Reputation: 48
I use gsutil in a Linux environment for managing files in GCS. I enjoy being able to use the command
gsutil -m cp -I gs://...
preceded by some other command to pass the STDIN to gsutil for uploading files; in doing so, I can maintain a local list of files that have been uploaded or generate specific patterns to upload and hand them off.
I would like to be able to do a similar command like
gsutil -m rm -I gs://...
to scrub files similarly. Presently, I build a big list of files to remove and run it with the following code:
while read line
do
gsutil rm gs://...
done < "$myfile.txt"
This is extraordinarily slow compared to the multithreaded "gsutil -m rm..." command, and enabling the -m flag has no effect when you have to process files one at a time from a list. I also experimented with just running
gsutil -m rm gs://.../* # remove everything
<my command> | gsutil -m cp -I gs://.../ # put back the pieces that I want
but this involves recopying a lot of a data and wastes a lot of time; the data is already there and just needs to have some removed. Any thoughts would be appreciated. Also, I don't have a lot of flexibility on either end with renaming files; otherwise, a quick rename before uploading would handle all of this.
Upvotes: 1
Views: 1179
Reputation: 48
For anyone wondering, I wound up doing like Zach Wilt indicated above. For reference, I was removing on the order of a couple thousand files from a span of 5 directories, so roughly 10,000 files. Doing this without the "-m" switch was taking upwards of 30 minutes; with the "-m" switch, it takes less than 30 seconds. Zoom!
For a robust example: I am using this to update Google Cloud Storage files to match local files. On the current day, I have a program that dumps lots of files that are incremental, and also a handful that are "rolled up". After a week, the incremental files get scrubbed locally automatically, but the same should happen in GCS to save the space. Here's how to do this:
#!/bin/bash
# get the full date strings for touch
start=`date --date='-9 days' +%x`
end=`date --date='-8 days' +%x`
# other vars
mon=`date --date='-9 days' +%b | tr [A-Z] [a-z]`
day=`date --date='-9 days' +%d`
# display start and finish times
echo "Cleaning files from $start"
# update start and finish times
touch --date="$start" /tmp/start1
touch --date="$end" /tmp/end1
# repeat for all servers
for dr in "dir1" "dir2" "dir3" ...
do
# list files in range and build retention file
find /local/path/$dr/ -newer /tmp/start1 ! -newer /tmp/end1 > "$dr-local.txt"

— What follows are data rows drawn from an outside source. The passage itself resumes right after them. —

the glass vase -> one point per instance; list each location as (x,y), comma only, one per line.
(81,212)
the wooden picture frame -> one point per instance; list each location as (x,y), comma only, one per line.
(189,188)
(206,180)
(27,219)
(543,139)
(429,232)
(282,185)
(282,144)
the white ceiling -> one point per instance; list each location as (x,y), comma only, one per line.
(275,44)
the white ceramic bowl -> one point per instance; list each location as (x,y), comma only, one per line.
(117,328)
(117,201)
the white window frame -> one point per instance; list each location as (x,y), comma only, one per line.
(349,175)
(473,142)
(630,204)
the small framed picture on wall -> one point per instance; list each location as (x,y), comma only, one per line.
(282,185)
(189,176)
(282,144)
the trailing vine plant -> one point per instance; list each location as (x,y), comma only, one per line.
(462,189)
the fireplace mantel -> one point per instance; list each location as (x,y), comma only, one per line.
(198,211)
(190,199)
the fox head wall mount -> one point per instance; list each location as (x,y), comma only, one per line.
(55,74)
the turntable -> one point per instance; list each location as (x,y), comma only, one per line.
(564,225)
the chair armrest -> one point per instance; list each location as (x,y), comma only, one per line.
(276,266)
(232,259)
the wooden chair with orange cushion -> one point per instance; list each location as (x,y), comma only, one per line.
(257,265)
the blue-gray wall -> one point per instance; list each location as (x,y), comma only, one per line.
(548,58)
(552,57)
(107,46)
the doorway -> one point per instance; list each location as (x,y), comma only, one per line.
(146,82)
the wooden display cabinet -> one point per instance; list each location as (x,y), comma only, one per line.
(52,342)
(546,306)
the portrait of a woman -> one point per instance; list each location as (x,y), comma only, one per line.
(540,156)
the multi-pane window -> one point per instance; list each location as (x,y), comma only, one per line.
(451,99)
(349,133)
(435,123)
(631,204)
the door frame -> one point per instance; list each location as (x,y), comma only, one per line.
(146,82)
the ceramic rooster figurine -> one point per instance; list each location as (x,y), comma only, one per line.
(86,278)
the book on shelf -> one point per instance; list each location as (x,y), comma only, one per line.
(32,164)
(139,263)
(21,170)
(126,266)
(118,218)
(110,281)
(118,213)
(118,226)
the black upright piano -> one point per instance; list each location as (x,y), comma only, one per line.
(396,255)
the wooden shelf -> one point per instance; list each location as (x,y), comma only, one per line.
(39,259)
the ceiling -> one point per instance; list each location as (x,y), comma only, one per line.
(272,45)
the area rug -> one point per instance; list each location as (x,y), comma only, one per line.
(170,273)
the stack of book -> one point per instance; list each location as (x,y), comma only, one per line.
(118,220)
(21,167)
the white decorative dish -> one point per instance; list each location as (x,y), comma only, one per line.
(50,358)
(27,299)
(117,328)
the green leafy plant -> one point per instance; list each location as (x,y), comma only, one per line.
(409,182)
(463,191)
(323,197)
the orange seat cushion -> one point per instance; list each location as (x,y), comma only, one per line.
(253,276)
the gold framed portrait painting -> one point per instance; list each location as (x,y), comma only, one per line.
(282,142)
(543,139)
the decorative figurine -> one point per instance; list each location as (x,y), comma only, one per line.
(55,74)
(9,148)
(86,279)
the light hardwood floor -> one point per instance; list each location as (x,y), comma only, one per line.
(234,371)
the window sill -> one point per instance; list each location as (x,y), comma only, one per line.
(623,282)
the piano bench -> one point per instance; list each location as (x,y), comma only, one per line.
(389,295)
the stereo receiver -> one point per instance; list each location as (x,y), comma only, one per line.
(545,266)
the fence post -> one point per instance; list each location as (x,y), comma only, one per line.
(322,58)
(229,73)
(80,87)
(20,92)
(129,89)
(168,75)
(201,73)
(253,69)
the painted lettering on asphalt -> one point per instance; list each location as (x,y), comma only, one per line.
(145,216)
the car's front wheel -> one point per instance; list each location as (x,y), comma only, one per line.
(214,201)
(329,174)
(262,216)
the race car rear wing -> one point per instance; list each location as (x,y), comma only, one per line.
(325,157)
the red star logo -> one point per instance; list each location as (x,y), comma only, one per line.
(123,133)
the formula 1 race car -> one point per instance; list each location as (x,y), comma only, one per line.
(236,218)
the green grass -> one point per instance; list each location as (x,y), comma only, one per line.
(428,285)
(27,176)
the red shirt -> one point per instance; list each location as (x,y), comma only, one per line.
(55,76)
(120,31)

# get list of all files from appropriate folder on GCS
gsutil ls gs://gcs_path/$mon/$dr/$day/ > "$dr-gcs.txt"
# formatting the host list file
sed -i "s|gs://gcs_path/$mon/$dr/$day/|/local/path/$dr/|" "$dr-gcs.txt"
# build sed command file to delete matches
while read line
do
echo "\|$line|d" >> "$dr-del.txt"
done < "$dr-local.txt"
# run command file to strip lines for files that need to remain
sed -f "$dr-del.txt" <"$dr-gcs.txt" >"$dr-out.txt"
# convert local names to GCS names
sed -i "s|/local/path/$dr/|gs://gcs_path/$mon/$dr/$day/|" "$dr-out.txt"
# new variable to hold string
del=""
# convert newline separated file to one long string
while read line
do
del="$del$line "
done < "$dr-out.txt"
# remove all files matching the final output
gsutil -m rm $del
# cleanup files
rm $dr-local.txt
rm $dr-gcs.txt
rm $dr-del.txt
rm $dr-out.txt
done
You'll need to modify to fit your needs, but this is a concrete and working method for deleting files locally, and then synchronizing the change to Google Cloud Storage. Obviously, modify to fit your needs. Thanks again to @Zach Wilt.
Upvotes: 1
Reputation: 446
As an interim solution, since we don't have a -I
option for rm
right now, how about just creating a string of all the objects you want to delete in your loop and then using gsutil -m rm
to delete it? You could also do this with a simple python script that invokes the gsutil command from within python as a separate process.
Expanding on your earlier example, maybe something like the following (disclaimer: my bash-fu isn't the greatest, and I haven't tested this):
objects=''
while read line
do
objects="$objects gs://$line"
done
gsutil -m rm $objects
Upvotes: 3